Insurance sector facing challenges, both internally and externally
A further contributor to these negative perceptions is the poor customer experience that many insurance companies have traditionally provided. Widespread practices, such as jacking up policy premiums after customers have been with providers for a year in the apparent hope that the increase will not be noticed, have led to low levels of trust, which again has a negative effect on employer brands.
On the other hand, the industry is confronting internal challenges too. Not only is its workforce ageing, but it is also facing a big wave of retirements over the next ten years as more baby boomers, who have been in the industry for most of their careers, start to leave.
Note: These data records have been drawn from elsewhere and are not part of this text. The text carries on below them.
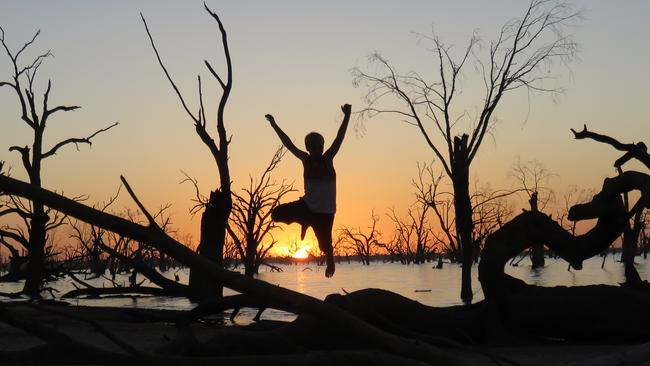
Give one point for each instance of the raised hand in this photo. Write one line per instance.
(347, 109)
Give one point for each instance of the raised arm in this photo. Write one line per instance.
(336, 145)
(286, 141)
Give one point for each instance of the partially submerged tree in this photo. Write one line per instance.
(251, 223)
(634, 228)
(360, 243)
(35, 112)
(214, 219)
(532, 178)
(517, 59)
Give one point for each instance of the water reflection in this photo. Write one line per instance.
(423, 283)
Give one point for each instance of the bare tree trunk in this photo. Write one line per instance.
(463, 210)
(36, 254)
(213, 233)
(537, 257)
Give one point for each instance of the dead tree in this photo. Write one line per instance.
(532, 177)
(632, 230)
(400, 246)
(35, 112)
(517, 59)
(151, 233)
(490, 211)
(251, 223)
(214, 219)
(362, 244)
(89, 240)
(533, 226)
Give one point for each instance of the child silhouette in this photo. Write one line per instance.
(317, 207)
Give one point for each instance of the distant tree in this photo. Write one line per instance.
(400, 247)
(90, 240)
(250, 224)
(216, 210)
(35, 111)
(490, 210)
(519, 58)
(360, 243)
(532, 178)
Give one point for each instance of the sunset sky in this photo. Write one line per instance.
(293, 59)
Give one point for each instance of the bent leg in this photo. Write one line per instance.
(322, 226)
(291, 212)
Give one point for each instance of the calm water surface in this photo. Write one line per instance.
(423, 283)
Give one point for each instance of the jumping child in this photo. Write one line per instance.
(317, 207)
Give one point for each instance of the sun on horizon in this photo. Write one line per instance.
(302, 252)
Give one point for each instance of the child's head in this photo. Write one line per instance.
(314, 143)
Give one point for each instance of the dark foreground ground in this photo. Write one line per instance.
(153, 331)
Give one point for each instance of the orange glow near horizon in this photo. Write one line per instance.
(302, 253)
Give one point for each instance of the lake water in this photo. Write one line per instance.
(423, 283)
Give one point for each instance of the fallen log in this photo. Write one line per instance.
(154, 236)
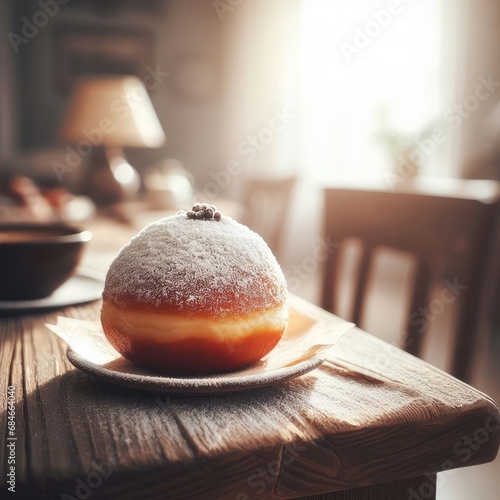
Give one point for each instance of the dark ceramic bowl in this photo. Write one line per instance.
(36, 259)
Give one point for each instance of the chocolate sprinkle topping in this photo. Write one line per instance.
(204, 211)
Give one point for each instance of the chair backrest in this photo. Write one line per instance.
(267, 203)
(447, 236)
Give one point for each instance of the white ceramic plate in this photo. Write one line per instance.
(310, 333)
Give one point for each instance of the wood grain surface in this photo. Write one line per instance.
(370, 415)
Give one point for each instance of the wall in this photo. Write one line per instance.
(188, 43)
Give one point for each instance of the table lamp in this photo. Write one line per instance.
(104, 115)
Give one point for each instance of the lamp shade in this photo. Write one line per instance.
(112, 111)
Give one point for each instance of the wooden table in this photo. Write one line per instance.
(372, 422)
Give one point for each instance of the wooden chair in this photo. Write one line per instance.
(448, 237)
(267, 203)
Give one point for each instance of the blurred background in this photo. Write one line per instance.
(156, 103)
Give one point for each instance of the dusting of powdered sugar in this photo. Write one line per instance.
(191, 266)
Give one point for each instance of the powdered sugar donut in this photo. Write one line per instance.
(195, 293)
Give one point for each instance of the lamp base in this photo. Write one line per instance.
(109, 178)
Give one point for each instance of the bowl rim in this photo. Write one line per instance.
(74, 234)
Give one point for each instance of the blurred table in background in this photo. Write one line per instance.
(371, 423)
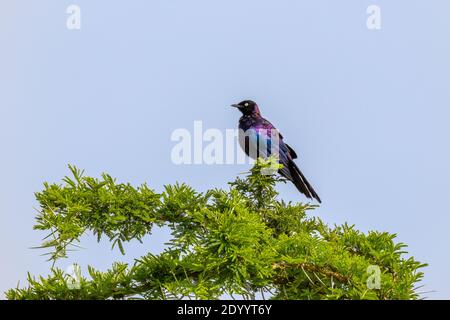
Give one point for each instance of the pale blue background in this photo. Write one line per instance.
(367, 111)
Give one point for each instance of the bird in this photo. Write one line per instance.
(259, 138)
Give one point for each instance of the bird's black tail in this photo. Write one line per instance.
(301, 183)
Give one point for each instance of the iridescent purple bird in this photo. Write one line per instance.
(259, 138)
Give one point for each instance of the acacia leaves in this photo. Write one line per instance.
(242, 241)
Susie Turpin, director at talent research firm Wilbury Stratton and former global head of executive resourcing for a multinational insurance company, explains: “The focus now is on trying to attract and retain the next wave of talent, and how to make the industry a destination of choice. But there’s also the issue of dealing with a transient workforce that may only want to stay for five years or so and then move on to gain more experience; it’s a very different model.”
But a different model as part of a wider industry reinvention is just what the insurance market is likely to have to embrace if it is to withstand the widely expected disruption many other sectors have already gone through. While price-comparison websites have already had some impact on the market, the arrival of real-time, cost-efficient services from a new generation of insurtechs is predicted to make its mark too.
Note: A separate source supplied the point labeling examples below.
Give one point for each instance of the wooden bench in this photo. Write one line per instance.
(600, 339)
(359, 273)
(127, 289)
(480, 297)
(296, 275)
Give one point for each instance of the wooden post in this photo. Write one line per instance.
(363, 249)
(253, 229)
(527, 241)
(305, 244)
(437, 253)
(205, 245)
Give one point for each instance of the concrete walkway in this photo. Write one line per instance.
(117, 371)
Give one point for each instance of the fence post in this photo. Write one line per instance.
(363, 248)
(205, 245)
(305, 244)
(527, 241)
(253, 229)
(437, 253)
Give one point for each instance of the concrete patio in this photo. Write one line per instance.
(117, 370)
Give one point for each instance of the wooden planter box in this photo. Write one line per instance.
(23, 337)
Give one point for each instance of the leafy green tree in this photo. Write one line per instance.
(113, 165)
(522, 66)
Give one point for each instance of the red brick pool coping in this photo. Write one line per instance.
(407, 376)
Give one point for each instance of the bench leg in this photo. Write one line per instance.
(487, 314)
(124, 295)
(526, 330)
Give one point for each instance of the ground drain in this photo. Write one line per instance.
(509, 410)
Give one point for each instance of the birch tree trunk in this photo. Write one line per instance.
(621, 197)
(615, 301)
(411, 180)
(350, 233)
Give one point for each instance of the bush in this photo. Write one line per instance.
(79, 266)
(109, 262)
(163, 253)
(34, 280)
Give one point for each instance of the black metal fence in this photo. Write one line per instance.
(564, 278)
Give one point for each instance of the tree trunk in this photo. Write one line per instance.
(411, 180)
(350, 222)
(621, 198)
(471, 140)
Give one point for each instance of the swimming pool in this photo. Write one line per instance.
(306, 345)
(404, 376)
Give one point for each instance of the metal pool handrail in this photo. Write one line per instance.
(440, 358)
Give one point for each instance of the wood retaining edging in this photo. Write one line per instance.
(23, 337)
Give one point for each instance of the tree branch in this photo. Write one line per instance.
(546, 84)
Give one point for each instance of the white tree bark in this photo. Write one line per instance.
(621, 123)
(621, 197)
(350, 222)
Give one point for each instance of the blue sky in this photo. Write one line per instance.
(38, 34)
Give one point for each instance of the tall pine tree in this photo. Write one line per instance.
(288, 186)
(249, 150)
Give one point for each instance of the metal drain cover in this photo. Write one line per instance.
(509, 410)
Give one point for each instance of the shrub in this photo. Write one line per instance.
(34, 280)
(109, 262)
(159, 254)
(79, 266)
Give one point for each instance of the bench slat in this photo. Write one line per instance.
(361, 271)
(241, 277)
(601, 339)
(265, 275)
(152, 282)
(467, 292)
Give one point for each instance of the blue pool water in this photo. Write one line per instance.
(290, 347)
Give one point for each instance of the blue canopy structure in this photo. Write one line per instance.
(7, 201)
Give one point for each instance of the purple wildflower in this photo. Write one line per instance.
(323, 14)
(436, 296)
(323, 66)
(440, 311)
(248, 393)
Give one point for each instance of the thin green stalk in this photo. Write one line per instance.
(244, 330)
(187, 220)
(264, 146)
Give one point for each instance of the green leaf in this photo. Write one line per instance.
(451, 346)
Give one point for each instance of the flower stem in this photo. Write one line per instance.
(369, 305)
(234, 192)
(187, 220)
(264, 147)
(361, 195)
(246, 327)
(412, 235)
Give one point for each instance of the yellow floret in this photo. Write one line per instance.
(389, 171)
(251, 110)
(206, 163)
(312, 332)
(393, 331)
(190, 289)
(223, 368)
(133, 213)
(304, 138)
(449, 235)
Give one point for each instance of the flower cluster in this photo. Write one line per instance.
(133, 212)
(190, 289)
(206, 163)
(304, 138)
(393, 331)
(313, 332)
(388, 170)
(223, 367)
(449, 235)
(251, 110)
Should insurance giants see insuretechs as a threat?
A key challenge for incumbents in this context though, according to Max Richter, managing director of insurance at management consultancy Accenture, is finding individuals with the right qualifications to undertake a role in, say, claims management or actuarial, who are also tech savvy and have enough creative imagination to work out how to do things differently.
“These skills are important for an organisation seeking to transform itself as it’s about people knowing enough about the business and technology to do things better,” he says. “Having a critical mass of people to do it is also necessary.”
Interestingly, Mr Richter does not see the emergent insurtechs as an undue threat in talent terms.
“They increase the competition for talent, but they’re not necessarily the biggest challenge,” he says. “Insurtechs employ mainly graduates, who are attracted by the startup nature of the company and so tend to choose between them and another form of startup rather than specifically making a career in insurance.”
Moreover, insurtechs have challenges of their own, such as having to recruit large numbers of software developers, which are mostly hired on contract rates due to high levels of demand. According to Ms Turpin, this means their talent concerns focus predominantly on how to get hold of sufficient numbers of contingent workers without breaking the bank.
What the sector can do to be more attractive to new talent
The talent issues faced by incumbent insurance providers, meanwhile, are more about how to become an employer of choice when expertise, particularly of a digital nature, is scarce across all industries.
The talent issue is undoubtedly firmly on the senior executive agenda. However, specific skills or talent initiatives still tend to be limited in scope rather than enterprise-wide.
Nonetheless, at a tactical level, the bigger players at least are now starting to recruit from outside the sector and on a global basis, particularly at the executive level. They are also setting up academies for school and college leavers to ensure a steady flow of skills and support a new-found focus on insurance-based qualifications to upskill both fresh hires and existing staff.
But at a more strategic level, much work still needs to be done. Not only does the industry have to become better at communicating the opportunities available to potential candidates, which include offering them a stable career helping people in need. It must also rethink its employer value proposition and the overall employee experience.
For instance, learning and development possibilities, which include everything from training and mentoring to job rotation, are consistently high on the wishlist of younger workers. However, companies are just as consistently found to underdeliver in this area, creating an opportunity for competitive employers to differentiate themselves.
“Those insurers who proactively transform themselves to have a better talent proposition and embrace technology effectively become more customer centric and will win in the marketplace, whereas those that fail to make any active effort will simply be left behind,” Accenture’s Mr Richter concludes.